As Gordon Orians and Antoni Milewski (whom I had to inform of the basic results of limited paleopedogical records in Eurasia and the Americas) demonstrate in their 2007 ‘Ecology of Australia: the Effects of Nutrient-Poor soils and Intense Fires’, the effect of having such soils is profound and would have been multiply so on a larger scale before the Oligocene. Most importantly, the heterotrophic biomass under such soils is much smaller in total size and much slower-metabolising and growing, so that protein is exceedingly limited.

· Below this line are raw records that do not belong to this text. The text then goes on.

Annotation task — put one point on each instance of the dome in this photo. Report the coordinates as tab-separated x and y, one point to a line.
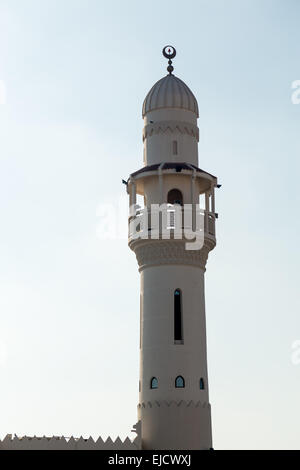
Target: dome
170	92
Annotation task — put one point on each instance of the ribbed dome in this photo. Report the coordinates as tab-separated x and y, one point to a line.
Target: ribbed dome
170	92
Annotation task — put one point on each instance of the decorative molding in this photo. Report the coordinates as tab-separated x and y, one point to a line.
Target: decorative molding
165	252
174	404
162	127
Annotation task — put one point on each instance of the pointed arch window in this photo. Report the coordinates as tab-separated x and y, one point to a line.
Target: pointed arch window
154	383
179	382
175	147
175	197
177	317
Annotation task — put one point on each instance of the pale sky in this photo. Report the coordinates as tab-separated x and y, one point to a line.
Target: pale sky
75	74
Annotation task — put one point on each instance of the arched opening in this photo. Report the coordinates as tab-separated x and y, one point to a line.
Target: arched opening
177	316
175	147
154	383
175	197
179	382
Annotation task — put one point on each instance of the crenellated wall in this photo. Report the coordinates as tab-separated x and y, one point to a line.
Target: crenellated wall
62	443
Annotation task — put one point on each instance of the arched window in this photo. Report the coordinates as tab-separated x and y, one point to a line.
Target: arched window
177	316
154	383
175	197
179	382
175	147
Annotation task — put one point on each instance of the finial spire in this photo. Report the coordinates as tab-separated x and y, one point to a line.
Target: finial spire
169	52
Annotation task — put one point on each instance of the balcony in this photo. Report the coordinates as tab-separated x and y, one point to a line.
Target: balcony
171	222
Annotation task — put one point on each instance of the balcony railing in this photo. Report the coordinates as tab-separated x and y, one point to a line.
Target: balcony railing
173	221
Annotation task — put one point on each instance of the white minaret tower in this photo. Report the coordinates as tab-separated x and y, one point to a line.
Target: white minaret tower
174	407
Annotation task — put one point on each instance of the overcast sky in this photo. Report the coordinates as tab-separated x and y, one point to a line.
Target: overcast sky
73	77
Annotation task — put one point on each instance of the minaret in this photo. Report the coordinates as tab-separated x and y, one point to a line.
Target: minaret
174	407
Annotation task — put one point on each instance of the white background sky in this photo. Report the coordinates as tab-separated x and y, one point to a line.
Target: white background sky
76	73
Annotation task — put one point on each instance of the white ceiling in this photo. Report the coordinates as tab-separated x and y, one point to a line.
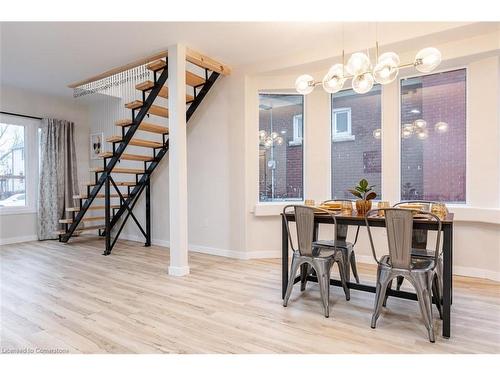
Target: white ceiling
47	56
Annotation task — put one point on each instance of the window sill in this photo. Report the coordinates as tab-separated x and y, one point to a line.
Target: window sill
17	211
272	208
343	138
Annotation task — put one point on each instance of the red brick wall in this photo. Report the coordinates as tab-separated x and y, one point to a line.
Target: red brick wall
348	161
288	174
436	166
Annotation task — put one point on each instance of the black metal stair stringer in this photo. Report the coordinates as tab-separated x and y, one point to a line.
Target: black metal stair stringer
161	153
160	82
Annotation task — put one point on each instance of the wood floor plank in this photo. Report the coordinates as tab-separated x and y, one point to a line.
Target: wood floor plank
71	297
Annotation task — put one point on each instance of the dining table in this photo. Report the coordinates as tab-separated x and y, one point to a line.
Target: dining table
356	220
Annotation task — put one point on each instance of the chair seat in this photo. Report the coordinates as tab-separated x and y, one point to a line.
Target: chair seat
423	253
329	243
417	264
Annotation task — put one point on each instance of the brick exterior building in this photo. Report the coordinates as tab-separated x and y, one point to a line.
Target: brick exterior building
431	168
360	156
434	168
276	114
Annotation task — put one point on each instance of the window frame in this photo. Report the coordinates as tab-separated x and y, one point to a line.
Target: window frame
31	149
297	140
340	136
467	132
303	144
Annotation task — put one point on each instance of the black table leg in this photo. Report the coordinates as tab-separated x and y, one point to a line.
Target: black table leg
284	257
447	279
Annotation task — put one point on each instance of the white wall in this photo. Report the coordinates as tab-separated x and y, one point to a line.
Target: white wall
22	227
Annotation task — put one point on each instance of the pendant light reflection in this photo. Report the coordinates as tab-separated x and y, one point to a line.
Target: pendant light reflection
269	140
334	80
358	64
387	68
441	127
304	84
362	83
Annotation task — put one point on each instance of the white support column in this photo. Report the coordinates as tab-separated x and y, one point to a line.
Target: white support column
177	161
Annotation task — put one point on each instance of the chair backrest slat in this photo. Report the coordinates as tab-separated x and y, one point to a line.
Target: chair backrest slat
304	217
419	237
399	225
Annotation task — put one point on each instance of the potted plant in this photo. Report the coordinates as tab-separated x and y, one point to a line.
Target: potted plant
365	194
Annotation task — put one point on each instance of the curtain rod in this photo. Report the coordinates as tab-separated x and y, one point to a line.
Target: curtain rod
19	115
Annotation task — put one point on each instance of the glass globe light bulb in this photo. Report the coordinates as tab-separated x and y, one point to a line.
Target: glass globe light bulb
441	127
420	124
427	59
422	134
358	64
334	80
387	68
304	84
362	83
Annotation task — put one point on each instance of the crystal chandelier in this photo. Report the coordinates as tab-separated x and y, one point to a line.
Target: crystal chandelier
363	75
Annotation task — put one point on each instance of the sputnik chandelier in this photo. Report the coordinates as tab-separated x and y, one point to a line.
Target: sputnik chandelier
363	75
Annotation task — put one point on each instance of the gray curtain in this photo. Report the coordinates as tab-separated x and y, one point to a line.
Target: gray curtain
58	175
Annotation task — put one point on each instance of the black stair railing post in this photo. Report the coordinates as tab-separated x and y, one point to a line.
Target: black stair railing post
107	218
148	212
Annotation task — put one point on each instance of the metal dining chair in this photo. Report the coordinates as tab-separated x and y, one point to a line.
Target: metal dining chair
346	247
419	244
420	272
319	258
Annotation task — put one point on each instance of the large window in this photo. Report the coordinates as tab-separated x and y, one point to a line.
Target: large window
281	129
433	139
18	164
356	137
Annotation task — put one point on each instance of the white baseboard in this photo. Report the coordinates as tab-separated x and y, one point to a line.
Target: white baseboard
367	259
178	271
7	241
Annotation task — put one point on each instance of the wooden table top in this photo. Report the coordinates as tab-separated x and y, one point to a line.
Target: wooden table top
360	218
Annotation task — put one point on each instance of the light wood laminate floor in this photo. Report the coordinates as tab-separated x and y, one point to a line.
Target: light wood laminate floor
70	297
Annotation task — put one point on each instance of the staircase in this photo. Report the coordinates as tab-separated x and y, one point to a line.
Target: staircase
113	216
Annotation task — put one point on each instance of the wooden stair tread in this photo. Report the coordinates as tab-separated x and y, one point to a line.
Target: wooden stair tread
118	183
154	109
91	208
148	85
144	126
83	229
136	142
120	170
85	219
191	78
125	195
127	156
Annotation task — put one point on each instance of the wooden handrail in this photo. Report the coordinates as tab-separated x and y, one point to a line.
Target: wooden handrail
191	56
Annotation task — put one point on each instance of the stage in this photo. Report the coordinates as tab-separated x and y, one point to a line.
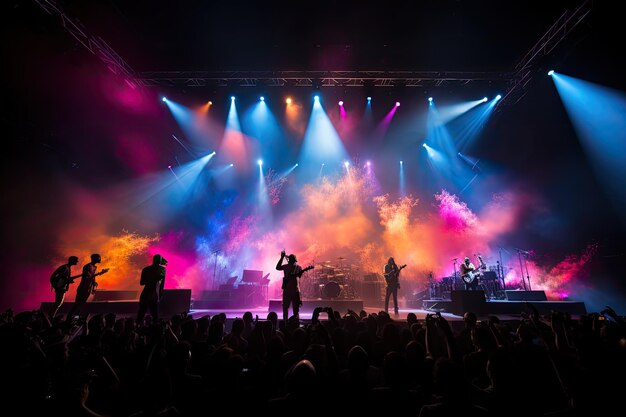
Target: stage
178	301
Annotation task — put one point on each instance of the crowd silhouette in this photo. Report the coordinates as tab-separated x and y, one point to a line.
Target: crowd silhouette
105	365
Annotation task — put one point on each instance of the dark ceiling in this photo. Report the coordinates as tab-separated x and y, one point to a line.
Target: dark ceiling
461	35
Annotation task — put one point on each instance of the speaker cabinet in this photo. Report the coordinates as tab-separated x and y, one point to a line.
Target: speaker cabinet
175	302
513	295
463	301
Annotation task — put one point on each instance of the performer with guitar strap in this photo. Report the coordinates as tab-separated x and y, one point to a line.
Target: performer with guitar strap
60	280
87	284
153	280
291	288
391	272
470	274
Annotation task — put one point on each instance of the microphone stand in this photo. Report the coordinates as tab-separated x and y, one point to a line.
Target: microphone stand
527	274
454	264
501	270
215	267
522	255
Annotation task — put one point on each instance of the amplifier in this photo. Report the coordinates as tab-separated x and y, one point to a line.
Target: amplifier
489	276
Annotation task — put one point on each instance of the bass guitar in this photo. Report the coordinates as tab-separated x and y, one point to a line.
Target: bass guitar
94	284
470	276
392	277
63	284
288	278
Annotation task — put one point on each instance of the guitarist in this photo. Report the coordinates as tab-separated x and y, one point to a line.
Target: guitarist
391	272
291	290
60	280
87	284
153	280
468	269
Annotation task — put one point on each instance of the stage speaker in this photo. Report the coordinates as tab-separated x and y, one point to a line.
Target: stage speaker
175	302
513	295
251	275
371	291
463	301
114	295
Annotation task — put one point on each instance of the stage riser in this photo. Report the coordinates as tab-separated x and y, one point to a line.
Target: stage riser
174	302
511	307
309	305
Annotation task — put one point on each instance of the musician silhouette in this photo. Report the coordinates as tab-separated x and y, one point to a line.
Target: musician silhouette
60	280
153	281
291	288
391	272
469	274
87	285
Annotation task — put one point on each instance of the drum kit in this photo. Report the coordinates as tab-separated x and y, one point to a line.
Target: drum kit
489	281
331	280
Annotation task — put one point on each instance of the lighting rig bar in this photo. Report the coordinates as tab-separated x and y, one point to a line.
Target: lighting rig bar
316	78
94	44
526	67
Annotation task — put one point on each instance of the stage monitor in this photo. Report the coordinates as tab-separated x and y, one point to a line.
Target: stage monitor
252	275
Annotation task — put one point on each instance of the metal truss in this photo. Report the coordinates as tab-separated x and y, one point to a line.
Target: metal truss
526	67
316	78
517	80
94	44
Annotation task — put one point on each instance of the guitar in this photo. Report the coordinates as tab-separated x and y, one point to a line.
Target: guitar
62	284
296	275
94	284
470	276
392	277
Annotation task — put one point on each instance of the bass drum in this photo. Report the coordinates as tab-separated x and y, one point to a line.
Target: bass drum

These limitations – though I have not read up on how strong the relationships between metabolism and encephalisation are – would not allow the development of animals nearly so large-brained as modern humans: there just did not exist the energy to run such brains as Richard Lynn shows to have evolved in Eurasia since humans moved from the poor (though less poor than Australia) soils of Africa to the exceedingly fertile (in geological terms) soils of Asia in and north of the Himalayas.

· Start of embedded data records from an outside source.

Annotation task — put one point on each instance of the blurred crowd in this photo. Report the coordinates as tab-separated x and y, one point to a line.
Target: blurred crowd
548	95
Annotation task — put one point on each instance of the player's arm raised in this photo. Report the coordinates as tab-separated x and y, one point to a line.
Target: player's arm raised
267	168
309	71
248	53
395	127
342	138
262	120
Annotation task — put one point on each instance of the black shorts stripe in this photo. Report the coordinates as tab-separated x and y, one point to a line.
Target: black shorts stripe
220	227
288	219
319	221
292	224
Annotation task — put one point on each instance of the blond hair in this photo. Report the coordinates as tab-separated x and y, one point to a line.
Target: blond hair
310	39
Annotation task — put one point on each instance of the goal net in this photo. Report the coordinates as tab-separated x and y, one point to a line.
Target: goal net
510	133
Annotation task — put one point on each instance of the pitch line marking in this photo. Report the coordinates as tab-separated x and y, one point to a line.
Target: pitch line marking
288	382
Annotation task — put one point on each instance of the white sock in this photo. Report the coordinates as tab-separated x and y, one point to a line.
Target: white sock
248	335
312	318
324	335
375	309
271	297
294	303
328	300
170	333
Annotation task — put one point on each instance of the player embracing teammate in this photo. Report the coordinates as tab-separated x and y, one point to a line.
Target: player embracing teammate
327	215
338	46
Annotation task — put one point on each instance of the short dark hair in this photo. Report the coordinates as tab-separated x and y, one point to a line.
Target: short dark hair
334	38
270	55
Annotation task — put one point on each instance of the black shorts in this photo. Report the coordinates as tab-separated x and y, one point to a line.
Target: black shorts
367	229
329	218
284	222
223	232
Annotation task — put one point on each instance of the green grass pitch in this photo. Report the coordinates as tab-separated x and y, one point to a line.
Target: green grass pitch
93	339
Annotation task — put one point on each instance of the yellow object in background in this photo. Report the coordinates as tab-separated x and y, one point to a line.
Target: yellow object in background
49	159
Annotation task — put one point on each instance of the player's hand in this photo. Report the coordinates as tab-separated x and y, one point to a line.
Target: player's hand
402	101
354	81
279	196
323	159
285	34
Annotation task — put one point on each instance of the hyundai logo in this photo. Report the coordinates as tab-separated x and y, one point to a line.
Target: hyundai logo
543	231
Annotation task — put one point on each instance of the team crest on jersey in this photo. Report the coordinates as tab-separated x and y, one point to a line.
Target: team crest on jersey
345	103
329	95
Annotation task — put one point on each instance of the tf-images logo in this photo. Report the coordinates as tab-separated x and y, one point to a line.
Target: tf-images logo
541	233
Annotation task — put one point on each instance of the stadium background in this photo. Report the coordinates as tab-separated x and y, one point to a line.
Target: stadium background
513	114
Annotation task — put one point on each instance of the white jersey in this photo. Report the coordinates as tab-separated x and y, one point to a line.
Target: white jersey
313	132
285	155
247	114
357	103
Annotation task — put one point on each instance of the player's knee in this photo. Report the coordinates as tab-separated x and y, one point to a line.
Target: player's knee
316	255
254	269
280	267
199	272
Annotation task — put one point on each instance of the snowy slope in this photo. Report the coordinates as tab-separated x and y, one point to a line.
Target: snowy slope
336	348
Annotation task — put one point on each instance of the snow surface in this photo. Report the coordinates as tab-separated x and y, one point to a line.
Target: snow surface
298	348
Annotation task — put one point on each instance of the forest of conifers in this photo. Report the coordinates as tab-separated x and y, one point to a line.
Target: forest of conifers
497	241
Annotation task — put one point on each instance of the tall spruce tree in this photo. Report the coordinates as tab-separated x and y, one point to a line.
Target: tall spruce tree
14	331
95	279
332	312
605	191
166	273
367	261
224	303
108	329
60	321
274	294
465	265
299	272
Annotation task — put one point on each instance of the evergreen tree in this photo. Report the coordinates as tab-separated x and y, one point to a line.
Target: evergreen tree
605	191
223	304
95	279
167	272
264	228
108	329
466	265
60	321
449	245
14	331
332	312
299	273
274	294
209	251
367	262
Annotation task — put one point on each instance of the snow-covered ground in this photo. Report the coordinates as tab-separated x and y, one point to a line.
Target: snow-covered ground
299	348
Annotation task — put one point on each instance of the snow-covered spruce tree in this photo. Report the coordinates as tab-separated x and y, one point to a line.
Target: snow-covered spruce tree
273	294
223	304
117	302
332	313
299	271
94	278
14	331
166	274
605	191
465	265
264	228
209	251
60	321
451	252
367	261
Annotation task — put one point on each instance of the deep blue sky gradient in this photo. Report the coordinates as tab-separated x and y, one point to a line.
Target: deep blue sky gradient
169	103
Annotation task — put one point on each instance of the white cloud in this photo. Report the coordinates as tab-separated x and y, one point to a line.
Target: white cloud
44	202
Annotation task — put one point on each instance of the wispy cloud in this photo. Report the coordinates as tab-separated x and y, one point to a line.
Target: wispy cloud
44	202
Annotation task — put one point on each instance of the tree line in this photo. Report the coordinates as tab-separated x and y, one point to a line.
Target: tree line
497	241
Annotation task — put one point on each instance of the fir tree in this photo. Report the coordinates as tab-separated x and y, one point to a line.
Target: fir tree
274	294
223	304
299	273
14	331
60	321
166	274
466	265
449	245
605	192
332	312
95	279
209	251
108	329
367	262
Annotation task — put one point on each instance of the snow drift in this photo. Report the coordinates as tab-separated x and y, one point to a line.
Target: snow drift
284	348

in fact, homiothermy evolved 200,000,000 years before the Oligocene under the influence of the previous ice age in the Carboniferous around 280,000,000 years ago. However, as the climate warmed and soils deteriorated (so much so that even the less fertile soil types of present-day Eurasia and the Americas are virtually unrepresented in the Mesozoic and early Tertiary paleopedological record) warm-blooded animals became at an intense disadvantage because of their high energy requirements versus very low nutrient availability. This effect was multiplied by exceedingly high wet-bulb temperatures (up to 40 degrees Celsius wet-bulb in the Mesozoic as against no more than 30 degrees in the Quaternary) which would have required even higher energy consumption to remain endothermic. Consequently, the Mesozoic was dominated by exceedingly low-energy reptiles, with mammals remaining entirely heterothermic and very small. Once the “Great Enrichment” began as the Alps, Andes and Himalayas formed and absorbed carbon dioxide to cool the climate, these limitations except in Australia were completely removed. Although extremes of eutrophy as seen in the Southern Cone can limit encephalisation by selecting severely against sociality, there result of these vastly improved soils has been increased brain sizes. This has been most concentrated in two lineages that have managed to avoid the “desocialisation” (change from cooperative to solitary societies) normally found when a taxon moves from poor to rich soils: humans and toothed whales.

October 15, 2015 3:58 pm

Reblogged this on gottadobetterthanthis and commented:

I’m not convinced from what is presented here, but note that it is saying a drop in CO2 precedes mass extinction. By implication, CO2 is good. Well, of course CO2 is good. It is one of the absolutely essential ingredients of life!